Iniciando corajosamente o recital, ele impressionou logo de início a catedrática que o escutou em silêncio, à sombra do pára-sol. Mais além, na piscina, Cristina estancara as braçadas para o ouvir. À medida que a história avançava e a fluência do narrador se aperfeiçoava, o sorriso irónico das primeiras frases foi-se metamorfoseando. O jocoso tom do início acabou por virar ciúme. Visivelmente, ele exprimia-se bem melhor que ela na língua de Molière.

No fim, apercebendo-se da mudança da filha, a professora perguntou:
― Ouviu, Cristina?
― O quê, mamã? ― retorquiu em biquini, enxugando-se a uma toalha.
― Com que desenvoltura o Rui Patrício me resumiu este romance.
― Tenho que reconhecer que os seus professores são muito bons, Rui.
― Pois é, ― argumentou a mãe ― só os bons alunos fazem os bons professores.
― Confesso-lhe que o seu francês me impressionou ― acrescentou a donzela, mais dócil, enxugando os cabelos dourados.
― Obrigado, Cristina, você é muito gentil ― agradeceu confuso.
― Parabéns, Rui Patrício, continue sempre assim! ― exclamou a professora sincera, tocando-lhe na mão, ante a discreta vigilância da filha.
E separaram-se pouco depois, não fossem surgir divergências entre elas. A donzela acenou à mãe, que se retirava com o Rui, e voltou a estender-se na relva, expondo-se ao Sol.

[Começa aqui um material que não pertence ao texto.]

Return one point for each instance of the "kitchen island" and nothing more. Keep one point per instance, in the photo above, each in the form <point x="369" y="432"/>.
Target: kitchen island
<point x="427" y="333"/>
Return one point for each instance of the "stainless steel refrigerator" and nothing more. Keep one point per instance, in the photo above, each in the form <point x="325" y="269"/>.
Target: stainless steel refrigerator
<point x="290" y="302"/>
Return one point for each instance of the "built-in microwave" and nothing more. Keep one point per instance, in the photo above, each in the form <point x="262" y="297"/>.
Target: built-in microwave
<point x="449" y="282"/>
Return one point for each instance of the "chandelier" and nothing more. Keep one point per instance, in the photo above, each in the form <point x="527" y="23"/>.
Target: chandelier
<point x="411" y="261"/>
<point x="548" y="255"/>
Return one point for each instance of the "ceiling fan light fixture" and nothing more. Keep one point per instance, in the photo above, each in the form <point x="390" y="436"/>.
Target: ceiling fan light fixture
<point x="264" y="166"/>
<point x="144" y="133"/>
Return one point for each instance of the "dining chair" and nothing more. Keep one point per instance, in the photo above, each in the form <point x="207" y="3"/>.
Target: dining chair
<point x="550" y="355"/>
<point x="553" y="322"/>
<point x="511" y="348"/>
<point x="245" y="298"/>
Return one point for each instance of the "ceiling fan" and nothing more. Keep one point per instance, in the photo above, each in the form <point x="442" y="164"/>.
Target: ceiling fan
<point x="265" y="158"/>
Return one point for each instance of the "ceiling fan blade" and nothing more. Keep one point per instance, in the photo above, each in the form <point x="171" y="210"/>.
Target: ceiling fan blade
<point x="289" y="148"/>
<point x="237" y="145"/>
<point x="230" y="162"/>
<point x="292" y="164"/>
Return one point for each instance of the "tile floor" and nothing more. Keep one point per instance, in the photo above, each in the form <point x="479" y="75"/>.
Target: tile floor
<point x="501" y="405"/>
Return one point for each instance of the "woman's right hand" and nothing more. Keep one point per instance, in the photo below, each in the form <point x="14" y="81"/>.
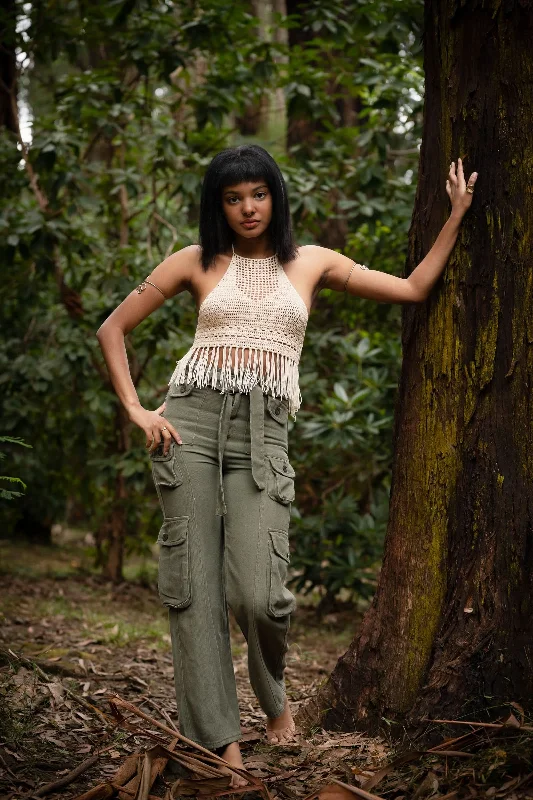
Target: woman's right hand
<point x="156" y="427"/>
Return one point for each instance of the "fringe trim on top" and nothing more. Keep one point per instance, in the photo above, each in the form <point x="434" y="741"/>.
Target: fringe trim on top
<point x="276" y="374"/>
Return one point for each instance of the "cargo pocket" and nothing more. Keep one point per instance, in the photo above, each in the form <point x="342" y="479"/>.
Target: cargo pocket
<point x="280" y="600"/>
<point x="167" y="477"/>
<point x="180" y="389"/>
<point x="174" y="582"/>
<point x="281" y="480"/>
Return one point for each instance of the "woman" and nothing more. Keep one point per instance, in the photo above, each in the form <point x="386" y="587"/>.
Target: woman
<point x="218" y="443"/>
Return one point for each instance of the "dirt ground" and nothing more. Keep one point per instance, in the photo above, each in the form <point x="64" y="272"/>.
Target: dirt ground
<point x="92" y="638"/>
<point x="69" y="641"/>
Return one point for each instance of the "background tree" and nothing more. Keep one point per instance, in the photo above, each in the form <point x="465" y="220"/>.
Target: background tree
<point x="450" y="629"/>
<point x="128" y="102"/>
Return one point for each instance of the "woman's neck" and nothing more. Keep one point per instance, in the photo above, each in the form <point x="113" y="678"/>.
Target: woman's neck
<point x="258" y="247"/>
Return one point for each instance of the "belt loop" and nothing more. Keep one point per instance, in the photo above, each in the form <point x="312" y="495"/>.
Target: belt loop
<point x="257" y="436"/>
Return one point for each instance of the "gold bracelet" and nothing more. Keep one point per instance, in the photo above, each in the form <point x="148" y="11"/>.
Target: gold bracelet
<point x="348" y="278"/>
<point x="142" y="286"/>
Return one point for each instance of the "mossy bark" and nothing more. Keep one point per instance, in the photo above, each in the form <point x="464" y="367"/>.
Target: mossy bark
<point x="450" y="630"/>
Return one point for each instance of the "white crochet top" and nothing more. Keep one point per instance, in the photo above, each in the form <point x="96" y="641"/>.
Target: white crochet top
<point x="254" y="307"/>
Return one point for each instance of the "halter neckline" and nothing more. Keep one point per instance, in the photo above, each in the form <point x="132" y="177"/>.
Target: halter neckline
<point x="270" y="259"/>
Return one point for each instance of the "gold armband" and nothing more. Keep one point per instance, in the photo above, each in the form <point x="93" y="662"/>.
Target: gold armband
<point x="361" y="266"/>
<point x="142" y="286"/>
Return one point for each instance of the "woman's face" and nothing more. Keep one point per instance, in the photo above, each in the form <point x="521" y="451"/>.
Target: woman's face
<point x="248" y="208"/>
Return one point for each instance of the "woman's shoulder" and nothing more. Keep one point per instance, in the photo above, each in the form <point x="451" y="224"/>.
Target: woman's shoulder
<point x="312" y="252"/>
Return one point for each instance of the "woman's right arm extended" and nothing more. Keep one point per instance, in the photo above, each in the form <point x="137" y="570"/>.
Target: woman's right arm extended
<point x="172" y="276"/>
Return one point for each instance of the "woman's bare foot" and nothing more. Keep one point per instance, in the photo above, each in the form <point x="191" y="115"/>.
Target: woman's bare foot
<point x="282" y="729"/>
<point x="232" y="754"/>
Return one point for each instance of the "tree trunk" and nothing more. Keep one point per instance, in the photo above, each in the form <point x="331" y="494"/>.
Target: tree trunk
<point x="450" y="630"/>
<point x="8" y="66"/>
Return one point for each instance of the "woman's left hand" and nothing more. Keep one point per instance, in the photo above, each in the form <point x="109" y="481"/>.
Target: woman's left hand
<point x="456" y="188"/>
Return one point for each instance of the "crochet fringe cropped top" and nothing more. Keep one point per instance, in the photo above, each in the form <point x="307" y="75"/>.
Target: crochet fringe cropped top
<point x="253" y="308"/>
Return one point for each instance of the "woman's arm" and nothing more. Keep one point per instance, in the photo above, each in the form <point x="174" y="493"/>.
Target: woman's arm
<point x="172" y="276"/>
<point x="381" y="286"/>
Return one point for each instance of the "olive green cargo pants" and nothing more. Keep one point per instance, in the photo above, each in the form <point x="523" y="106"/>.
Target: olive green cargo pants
<point x="225" y="494"/>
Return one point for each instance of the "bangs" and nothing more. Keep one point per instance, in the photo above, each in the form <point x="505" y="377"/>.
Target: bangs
<point x="245" y="163"/>
<point x="241" y="169"/>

Entretanto, no interior, a professora serviu um refrigerante ao visitante e encorajou-o a mergulhar na piscina, mas ele escusou-se com a falta do calção para não ir nadar. Aproveitando, porém, a gentileza da catedrática, manifestou o desejo de ver a piscina mais de perto. Quando lá chegaram, a donzela fingia preparar-se para saltar da prancha de três metros, espiando-os melhor, e aí se manteve até que a mãe lhe recomendou que tivesse cuidado com os saltos. Ao descobrir-lhe o magnífico corpo de manequim, Rui Patrício disfarçou o olhar concupiscente, tapando parcialmente as retinas com a palma da mão direita para fingir um encadeamento solar.

" Que fruto mais apetitoso, mas é verde e além disso..." ― disse para consigo, pensando na fábula de La Fontaine, antes de prosseguir, numa enamorada endofasia, o panegírico da inacessível exibicionista, endeusando-a. Impressionado com tanta beleza, o metabolismo libidinoso descontrolou-se; a íris dos seus olhos estupefactos inchou; a garganta apertou-se-lhe; os lábios morderam-se; as mãos suadas procuraram uma toalha entre os caracóis e a respiração, sufocada pelas golfadas do ardor que se libertava da fornalha do seu coração, tirou-lhe o discernimento.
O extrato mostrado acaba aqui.